Mitigation of Residential EV Charging Effects on Power Distribution Networks with Optimal Allocation of DGs Using Coati Optimization

Electric vehicle (EV) charging deteriorates the performance of power distribution networks. This may lead to issues such as distortion of the daily demand profile, deterioration in bus voltage magnitudes, increased system losses, phase imbalances and power quality concerns. This paper examines the effects of slow, residential EV charging on a 240-bus power distribution network in Iowa, U.S.A. The investigation estimates the charging demand of approximately 1,500 EVs across four different segments, representing over 1,000 U.S. residents, using data from the 2017 National Household Travel Survey. The findings reveal that slow, residential EV charging significantly increases network load, particularly during or after evening hours. To counteract these adverse effects, wind power-based distributed generation (DG) resources were optimally allocated in the 240-bus network using the coati optimization algorithm (COA), which is a recently developed metaheuristic algorithm.
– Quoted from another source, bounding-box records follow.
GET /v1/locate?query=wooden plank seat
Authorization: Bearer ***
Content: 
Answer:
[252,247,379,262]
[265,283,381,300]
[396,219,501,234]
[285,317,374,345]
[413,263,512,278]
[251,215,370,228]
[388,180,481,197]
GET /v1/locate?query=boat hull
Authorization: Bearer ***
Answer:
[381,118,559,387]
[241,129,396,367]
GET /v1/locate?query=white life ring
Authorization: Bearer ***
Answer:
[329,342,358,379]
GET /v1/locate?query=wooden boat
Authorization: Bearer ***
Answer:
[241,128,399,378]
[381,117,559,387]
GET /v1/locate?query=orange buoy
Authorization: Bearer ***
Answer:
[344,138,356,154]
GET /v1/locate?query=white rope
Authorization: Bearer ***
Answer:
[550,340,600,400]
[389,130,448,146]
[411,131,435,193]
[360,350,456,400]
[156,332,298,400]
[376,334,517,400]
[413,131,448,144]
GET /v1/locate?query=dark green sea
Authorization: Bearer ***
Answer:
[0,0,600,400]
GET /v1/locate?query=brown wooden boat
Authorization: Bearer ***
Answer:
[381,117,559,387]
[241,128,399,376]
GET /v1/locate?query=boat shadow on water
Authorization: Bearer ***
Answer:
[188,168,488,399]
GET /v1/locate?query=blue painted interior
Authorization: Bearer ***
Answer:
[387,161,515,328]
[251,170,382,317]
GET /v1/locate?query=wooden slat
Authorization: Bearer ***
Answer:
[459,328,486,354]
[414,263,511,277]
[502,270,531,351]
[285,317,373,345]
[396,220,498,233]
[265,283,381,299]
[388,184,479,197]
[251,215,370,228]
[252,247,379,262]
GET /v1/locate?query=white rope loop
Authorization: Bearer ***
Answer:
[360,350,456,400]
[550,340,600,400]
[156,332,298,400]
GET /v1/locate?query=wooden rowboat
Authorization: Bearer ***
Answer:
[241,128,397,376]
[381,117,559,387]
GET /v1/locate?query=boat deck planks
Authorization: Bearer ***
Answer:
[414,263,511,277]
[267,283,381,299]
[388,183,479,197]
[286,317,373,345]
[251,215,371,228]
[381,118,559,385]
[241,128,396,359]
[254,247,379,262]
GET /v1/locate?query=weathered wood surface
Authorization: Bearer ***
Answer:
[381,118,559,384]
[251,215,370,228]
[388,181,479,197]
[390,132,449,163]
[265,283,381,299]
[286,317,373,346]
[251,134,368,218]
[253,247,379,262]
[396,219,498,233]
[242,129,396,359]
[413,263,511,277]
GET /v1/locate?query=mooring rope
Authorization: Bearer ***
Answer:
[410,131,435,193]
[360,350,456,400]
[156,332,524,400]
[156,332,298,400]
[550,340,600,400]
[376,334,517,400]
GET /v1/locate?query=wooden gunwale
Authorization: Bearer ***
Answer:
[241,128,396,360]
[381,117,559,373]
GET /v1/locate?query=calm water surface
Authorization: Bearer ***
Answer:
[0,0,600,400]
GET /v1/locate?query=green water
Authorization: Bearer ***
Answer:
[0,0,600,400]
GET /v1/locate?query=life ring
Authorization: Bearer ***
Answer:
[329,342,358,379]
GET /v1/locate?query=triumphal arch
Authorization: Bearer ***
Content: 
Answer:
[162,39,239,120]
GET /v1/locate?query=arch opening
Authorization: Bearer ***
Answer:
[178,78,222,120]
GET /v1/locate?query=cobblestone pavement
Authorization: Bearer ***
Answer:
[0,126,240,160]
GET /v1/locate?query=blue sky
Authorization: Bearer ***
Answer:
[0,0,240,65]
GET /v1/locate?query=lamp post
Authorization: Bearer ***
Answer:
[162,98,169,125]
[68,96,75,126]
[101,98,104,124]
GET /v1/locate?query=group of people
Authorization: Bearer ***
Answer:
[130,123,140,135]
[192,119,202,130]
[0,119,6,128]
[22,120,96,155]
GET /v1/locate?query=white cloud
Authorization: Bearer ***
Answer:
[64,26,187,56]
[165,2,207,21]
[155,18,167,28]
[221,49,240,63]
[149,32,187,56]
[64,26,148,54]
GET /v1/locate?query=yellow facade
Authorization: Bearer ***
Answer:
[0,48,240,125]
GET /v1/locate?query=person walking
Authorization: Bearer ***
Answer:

A multi-objective optimization problem was formulated to minimize both active power losses and the voltage magnitude deviation of the network. Wind speed patterns for the site were sourced from Iowa Environmental Mesonet data. The COA simplifies implementation, reduces complexity and scales efficiently, making it ideal for real-world power systems. It outperforms traditional methods by finding optimal solutions faster while minimizing computational time and resources for DG sizing. The results demonstrate that the proposed technique effectively reduces network active power losses by 38.45% and network voltage deviation by 51.61%, validating its ability to mitigate the negative impacts of EV charging demand on the power distribution network performance.